Skip to main content

Vision Pipeline Guide

The Universal Runtime provides a complete computer vision pipeline with YOLO object detection, CLIP zero-shot classification, cascade streaming inference, model training, and ONNX export.

Overview

The vision pipeline supports:

  • YOLO Object Detection: Detect and locate objects in images with bounding boxes
  • CLIP Classification: Zero-shot image classification with custom class labels
  • Cascade Streaming: Multi-model chains that escalate when confidence is low
  • Training: Fine-tune detection and classification models on custom datasets
  • Model Management: Save, load, list, and export models (ONNX, CoreML, TensorRT)

Quick Start

Detect Objects

# Base64-encode an image and detect objects
IMAGE=$(base64 -w0 photo.jpg)

curl -X POST http://localhost:11540/v1/vision/detect \
-H "Content-Type: application/json" \
-d '{
"image": "'$IMAGE'",
"model": "yolov8n",
"confidence_threshold": 0.5
}'

Response:

{
"detections": [
{
"box": {"x1": 120.5, "y1": 80.2, "x2": 350.8, "y2": 420.1},
"class_name": "person",
"class_id": 0,
"confidence": 0.92
},
{
"box": {"x1": 400.0, "y1": 200.0, "x2": 550.0, "y2": 380.0},
"class_name": "dog",
"class_id": 16,
"confidence": 0.87
}
],
"model": "yolov8n",
"inference_time_ms": 45.2
}

Classify Images

curl -X POST http://localhost:11540/v1/vision/classify \
-H "Content-Type: application/json" \
-d '{
"image": "'$IMAGE'",
"model": "clip-vit-base",
"classes": ["cat", "dog", "bird", "car", "person"],
"top_k": 3
}'

Response:

{
"class_name": "dog",
"class_id": 1,
"confidence": 0.89,
"all_scores": {
"cat": 0.05,
"dog": 0.89,
"bird": 0.02,
"car": 0.01,
"person": 0.03
},
"model": "clip-vit-base",
"inference_time_ms": 32.1
}

Object Detection (YOLO)

POST /v1/vision/detect

Detect objects in an image using YOLO models.

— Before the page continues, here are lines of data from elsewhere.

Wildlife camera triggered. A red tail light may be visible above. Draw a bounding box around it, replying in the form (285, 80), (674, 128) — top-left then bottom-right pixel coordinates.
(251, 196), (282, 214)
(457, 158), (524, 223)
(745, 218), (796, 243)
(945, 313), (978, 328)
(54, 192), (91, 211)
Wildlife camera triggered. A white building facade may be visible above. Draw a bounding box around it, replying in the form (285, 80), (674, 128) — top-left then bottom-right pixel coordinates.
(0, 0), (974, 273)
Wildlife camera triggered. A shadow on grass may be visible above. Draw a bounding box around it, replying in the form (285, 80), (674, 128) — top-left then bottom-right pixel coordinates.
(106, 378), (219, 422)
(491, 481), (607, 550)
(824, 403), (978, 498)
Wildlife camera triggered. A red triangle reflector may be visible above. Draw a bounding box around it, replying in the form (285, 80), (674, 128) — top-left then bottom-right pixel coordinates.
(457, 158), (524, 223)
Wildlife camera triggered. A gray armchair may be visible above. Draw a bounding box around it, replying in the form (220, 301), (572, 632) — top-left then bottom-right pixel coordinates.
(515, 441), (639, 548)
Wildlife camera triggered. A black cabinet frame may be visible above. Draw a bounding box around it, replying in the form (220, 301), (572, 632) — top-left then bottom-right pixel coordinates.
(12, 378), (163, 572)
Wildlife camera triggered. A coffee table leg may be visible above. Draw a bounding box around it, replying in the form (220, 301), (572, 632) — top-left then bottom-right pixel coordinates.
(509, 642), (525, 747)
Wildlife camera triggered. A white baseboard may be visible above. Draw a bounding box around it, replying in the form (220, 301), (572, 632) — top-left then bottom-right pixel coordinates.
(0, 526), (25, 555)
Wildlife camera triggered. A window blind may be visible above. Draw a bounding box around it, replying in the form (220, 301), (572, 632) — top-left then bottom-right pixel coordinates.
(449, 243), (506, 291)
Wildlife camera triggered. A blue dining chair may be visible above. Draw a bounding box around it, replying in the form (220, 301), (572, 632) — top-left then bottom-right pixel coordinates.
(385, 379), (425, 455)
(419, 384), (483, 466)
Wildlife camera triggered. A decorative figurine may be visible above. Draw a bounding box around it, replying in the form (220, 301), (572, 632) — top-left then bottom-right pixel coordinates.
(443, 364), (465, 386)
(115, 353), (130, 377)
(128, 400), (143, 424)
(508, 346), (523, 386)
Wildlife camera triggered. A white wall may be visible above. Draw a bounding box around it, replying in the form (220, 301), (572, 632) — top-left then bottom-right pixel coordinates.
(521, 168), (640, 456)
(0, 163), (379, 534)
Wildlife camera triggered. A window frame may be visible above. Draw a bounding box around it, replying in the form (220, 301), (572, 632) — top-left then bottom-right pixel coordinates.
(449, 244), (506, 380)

Returns bounding boxes with class labels and confidence scores.

Request:

FieldTypeRequiredDefaultDescription
imagestringYesBase64-encoded image
modelstringNoyolov8nYOLO model variant
confidence_thresholdfloatNo0.5Minimum confidence (0.0–1.0)
classesstring[]NoallFilter to specific class names

Available Models:

ModelSpeedAccuracyUse Case
yolov8nFastestGoodReal-time, edge devices
yolov8sFastBetterBalanced performance
yolov8mMediumHighGeneral purpose
yolov8lSlowHigherHigh accuracy needs
yolov8xSlowestHighestMaximum accuracy

Python Example

import base64
import requests

with open("photo.jpg", "rb") as f:
image_b64 = base64.b64encode(f.read()).decode()

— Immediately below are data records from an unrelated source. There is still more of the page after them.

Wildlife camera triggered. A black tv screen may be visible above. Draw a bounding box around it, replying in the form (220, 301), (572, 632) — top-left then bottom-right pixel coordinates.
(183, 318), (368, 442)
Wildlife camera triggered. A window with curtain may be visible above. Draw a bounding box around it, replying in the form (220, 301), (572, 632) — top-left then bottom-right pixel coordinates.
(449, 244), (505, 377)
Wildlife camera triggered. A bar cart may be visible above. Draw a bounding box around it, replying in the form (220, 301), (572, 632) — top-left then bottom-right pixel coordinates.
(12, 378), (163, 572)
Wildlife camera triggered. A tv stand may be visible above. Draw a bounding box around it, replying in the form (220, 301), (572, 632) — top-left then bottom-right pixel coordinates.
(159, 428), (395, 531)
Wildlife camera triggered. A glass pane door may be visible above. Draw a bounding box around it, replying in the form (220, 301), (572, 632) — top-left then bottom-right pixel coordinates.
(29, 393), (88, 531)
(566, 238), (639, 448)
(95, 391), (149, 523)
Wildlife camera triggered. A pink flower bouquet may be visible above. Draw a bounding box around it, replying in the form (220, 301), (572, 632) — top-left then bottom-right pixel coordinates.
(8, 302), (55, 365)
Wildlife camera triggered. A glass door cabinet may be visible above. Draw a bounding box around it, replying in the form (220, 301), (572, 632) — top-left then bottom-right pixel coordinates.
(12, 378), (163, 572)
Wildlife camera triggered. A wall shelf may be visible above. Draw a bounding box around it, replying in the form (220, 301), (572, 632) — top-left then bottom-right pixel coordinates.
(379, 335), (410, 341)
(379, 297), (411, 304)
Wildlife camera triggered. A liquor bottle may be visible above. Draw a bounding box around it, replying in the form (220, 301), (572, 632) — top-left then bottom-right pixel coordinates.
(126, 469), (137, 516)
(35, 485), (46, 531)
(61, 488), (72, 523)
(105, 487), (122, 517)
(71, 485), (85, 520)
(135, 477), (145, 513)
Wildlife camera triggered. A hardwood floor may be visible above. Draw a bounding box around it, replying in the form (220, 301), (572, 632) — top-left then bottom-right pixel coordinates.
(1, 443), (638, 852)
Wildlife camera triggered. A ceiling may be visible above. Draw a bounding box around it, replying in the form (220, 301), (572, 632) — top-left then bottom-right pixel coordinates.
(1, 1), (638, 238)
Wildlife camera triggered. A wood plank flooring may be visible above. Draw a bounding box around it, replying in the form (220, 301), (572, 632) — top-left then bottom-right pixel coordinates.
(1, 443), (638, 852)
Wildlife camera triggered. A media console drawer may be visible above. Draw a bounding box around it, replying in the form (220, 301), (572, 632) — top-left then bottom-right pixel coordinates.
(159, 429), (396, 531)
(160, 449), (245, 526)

resp = requests.post("http://localhost:11540/v1/vision/detect", json={
"image": image_b64,
"model": "yolov8n",
"confidence_threshold": 0.5,
"classes": ["person", "car"]
})

for det in resp.json()["detections"]:
print(f"{det['class_name']}: {det['confidence']:.2f} at ({det['box']['x1']:.0f},{det['box']['y1']:.0f})")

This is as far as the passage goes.